Кажется, именно потугами этого жеста прозорливый всевидящий учитель, еще вроде как пытавшийся сдерживаться полным спокойствия Буддой, плюнул на всё и потек к окну тоже: расхаживать крохотными шажочками он не умел, а оттого поступил проще и окно распахнул на всю дурь, высовываясь за раму на добрую половину громоздкого тулова.
Покачался, повглядывался, потряс на ветру красной роскошной гривой…
После чего, словно бы невзначай и словно бы совершенно обыденно вернувшись внутрь, добрел до доски, начертил на той мелом еще с несколько формул. Велел гребаному классу заткнуться и засунуть смешки в свои же неразработанные задницы или задницы соседей, и, обернувшись к застывшему в дурном предчувствии Юа, грубо да интимно, по-львиному вот, пробасил-прошептал только одному ему известным способом:
— Уэльс… Тебя, если ты еще не понял, очаровательная наша золотая рыбка, ждут. Вали уже отсюда — поверь, умнее останешься.

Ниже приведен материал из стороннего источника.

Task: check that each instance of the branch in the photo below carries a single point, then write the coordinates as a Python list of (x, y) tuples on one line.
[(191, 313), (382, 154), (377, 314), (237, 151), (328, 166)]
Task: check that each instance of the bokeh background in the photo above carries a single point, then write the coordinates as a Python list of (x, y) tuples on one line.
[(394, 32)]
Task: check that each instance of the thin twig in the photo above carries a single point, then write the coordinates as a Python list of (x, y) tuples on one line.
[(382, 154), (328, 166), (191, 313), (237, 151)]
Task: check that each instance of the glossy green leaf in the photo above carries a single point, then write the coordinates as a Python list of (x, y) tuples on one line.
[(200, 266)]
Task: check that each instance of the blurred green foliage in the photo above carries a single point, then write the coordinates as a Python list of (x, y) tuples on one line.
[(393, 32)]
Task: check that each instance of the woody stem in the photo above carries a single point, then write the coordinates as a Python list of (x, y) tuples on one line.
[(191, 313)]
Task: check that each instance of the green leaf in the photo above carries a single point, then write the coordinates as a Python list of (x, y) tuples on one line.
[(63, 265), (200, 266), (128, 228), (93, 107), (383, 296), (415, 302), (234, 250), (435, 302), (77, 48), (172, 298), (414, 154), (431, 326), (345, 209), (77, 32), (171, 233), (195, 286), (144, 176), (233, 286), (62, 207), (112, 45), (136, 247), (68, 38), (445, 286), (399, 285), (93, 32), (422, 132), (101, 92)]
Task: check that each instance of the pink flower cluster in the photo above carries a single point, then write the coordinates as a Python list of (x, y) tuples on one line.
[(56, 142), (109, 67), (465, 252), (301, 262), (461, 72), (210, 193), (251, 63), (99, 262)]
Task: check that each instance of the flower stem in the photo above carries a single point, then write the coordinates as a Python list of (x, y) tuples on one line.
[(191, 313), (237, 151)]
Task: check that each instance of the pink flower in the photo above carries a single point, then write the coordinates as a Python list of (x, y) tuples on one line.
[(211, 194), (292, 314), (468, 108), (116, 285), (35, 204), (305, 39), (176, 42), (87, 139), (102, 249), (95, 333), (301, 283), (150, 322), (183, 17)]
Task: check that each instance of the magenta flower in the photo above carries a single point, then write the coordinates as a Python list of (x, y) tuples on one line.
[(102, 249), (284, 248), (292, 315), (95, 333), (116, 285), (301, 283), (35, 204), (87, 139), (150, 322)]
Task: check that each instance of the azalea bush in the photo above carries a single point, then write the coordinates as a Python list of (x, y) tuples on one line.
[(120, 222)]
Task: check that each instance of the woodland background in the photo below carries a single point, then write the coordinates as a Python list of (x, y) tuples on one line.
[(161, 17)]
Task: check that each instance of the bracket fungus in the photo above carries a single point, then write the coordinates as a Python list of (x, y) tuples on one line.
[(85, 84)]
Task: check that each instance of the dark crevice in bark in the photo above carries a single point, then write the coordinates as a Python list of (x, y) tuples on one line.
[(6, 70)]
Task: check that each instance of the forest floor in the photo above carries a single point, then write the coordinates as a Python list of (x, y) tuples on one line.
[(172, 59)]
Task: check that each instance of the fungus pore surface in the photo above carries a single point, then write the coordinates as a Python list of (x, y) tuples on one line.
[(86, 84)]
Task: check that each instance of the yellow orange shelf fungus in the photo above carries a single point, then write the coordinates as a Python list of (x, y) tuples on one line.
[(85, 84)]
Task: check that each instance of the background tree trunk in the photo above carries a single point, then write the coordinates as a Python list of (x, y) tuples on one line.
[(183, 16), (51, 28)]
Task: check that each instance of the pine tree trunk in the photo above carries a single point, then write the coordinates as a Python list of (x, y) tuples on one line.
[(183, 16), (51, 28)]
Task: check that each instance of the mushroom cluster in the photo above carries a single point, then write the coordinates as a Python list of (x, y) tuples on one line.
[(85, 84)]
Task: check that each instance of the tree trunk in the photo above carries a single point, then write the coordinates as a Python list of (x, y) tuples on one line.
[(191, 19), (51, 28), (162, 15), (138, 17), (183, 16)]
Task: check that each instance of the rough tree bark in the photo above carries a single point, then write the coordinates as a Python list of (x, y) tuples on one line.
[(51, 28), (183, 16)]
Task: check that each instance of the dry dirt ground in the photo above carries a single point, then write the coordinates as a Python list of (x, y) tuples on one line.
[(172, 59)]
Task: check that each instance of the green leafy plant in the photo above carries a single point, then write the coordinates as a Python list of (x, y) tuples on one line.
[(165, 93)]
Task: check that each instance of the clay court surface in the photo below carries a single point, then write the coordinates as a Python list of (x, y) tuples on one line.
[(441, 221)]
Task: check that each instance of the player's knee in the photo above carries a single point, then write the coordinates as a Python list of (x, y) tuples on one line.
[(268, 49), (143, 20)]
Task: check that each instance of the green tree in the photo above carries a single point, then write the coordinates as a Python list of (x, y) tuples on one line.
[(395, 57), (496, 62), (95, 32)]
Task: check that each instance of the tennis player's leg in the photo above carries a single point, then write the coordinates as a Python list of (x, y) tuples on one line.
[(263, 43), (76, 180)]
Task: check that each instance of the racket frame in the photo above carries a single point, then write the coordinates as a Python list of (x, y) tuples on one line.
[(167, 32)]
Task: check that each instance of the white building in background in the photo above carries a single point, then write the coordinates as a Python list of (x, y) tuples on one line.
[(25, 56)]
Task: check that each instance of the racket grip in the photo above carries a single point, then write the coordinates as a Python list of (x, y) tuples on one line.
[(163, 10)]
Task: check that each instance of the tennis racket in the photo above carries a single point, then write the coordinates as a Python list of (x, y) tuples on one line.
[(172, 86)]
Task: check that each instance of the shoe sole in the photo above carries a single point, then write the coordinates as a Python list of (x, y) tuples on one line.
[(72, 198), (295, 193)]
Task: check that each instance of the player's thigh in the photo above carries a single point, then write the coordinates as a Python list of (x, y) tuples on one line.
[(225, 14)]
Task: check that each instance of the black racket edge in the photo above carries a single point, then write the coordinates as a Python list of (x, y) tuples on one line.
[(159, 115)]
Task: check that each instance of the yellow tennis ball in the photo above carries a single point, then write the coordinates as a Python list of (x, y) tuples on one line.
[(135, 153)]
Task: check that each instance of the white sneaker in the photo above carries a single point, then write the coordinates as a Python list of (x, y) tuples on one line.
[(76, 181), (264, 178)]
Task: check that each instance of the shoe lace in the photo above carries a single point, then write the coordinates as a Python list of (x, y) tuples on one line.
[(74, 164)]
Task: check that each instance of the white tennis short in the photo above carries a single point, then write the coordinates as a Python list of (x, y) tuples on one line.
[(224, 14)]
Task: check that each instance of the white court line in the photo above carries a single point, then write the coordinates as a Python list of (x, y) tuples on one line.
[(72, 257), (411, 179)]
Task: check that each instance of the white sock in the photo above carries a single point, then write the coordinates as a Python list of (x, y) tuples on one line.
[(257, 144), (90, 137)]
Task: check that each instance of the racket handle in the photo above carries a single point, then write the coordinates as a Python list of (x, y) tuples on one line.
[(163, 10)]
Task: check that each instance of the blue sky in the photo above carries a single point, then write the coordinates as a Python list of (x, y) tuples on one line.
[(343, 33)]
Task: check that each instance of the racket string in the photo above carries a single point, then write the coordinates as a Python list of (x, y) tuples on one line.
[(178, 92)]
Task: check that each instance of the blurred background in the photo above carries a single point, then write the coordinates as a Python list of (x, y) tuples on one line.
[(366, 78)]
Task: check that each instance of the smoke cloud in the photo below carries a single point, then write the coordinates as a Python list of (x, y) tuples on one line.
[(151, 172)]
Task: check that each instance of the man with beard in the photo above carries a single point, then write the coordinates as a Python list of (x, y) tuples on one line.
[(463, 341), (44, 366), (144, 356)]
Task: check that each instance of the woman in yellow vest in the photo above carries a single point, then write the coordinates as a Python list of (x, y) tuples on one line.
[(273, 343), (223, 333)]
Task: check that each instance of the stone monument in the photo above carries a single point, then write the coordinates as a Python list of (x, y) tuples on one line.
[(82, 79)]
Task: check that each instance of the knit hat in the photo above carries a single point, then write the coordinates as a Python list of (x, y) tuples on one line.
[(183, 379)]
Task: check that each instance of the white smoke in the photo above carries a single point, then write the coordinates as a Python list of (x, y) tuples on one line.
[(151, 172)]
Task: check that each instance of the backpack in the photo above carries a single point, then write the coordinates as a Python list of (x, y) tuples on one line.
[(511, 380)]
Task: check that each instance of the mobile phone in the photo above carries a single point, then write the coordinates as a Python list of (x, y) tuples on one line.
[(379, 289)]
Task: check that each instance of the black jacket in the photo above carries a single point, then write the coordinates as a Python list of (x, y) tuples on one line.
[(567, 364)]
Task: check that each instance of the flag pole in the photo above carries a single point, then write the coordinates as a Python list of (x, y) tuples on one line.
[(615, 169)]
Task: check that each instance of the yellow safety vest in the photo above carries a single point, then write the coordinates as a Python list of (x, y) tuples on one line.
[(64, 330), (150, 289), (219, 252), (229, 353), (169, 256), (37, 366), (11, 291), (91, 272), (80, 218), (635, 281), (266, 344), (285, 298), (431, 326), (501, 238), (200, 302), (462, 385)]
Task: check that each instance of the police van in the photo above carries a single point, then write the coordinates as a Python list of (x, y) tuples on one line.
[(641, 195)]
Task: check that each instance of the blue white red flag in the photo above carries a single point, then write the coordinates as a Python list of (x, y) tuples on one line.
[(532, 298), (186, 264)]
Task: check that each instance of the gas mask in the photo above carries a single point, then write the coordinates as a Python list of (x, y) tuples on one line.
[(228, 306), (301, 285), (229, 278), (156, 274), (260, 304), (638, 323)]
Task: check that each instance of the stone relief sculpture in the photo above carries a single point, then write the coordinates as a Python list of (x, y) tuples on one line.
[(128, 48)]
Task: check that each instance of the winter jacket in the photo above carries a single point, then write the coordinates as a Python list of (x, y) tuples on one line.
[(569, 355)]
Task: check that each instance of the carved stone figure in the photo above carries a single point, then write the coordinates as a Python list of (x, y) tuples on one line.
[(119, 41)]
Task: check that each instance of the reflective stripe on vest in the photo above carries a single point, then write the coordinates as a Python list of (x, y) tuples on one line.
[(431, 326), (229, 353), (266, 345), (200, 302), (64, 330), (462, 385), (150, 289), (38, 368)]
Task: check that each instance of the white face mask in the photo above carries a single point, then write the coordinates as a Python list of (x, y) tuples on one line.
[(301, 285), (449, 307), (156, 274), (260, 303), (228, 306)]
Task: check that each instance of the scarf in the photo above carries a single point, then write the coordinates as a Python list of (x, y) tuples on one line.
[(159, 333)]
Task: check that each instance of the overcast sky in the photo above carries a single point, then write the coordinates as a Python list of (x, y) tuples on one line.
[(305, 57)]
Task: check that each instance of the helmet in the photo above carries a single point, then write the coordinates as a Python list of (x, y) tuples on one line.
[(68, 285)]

Юа вспыхнул, взрыкнул, возгораясь под разом обернувшимися тридцатью чертовыми взглядами, сдирающими заживо не одежду, а кожу.
Злобствующе покосился на суку-Гунарссона, оглушенно зыркнул в сторону окна, так и оставшись единственным, кто не разгадал загадки древних пирамид да звериных пятипалых следов, и, скомкав в кулаке свои паршивые почеркульки, запихивая те на дно исхудалой пыльной сумки, на негнущихся ногах и с взрывающимся сердцем, изо всех сил стискивая вспотевшими ладонями бахромные тонкие лямки, побрел сквозь уплывающий от него в иную параллель класс навстречу тому неизведанному, но наверняка желтоглазому и безумно нужному, что дожидалось его внизу…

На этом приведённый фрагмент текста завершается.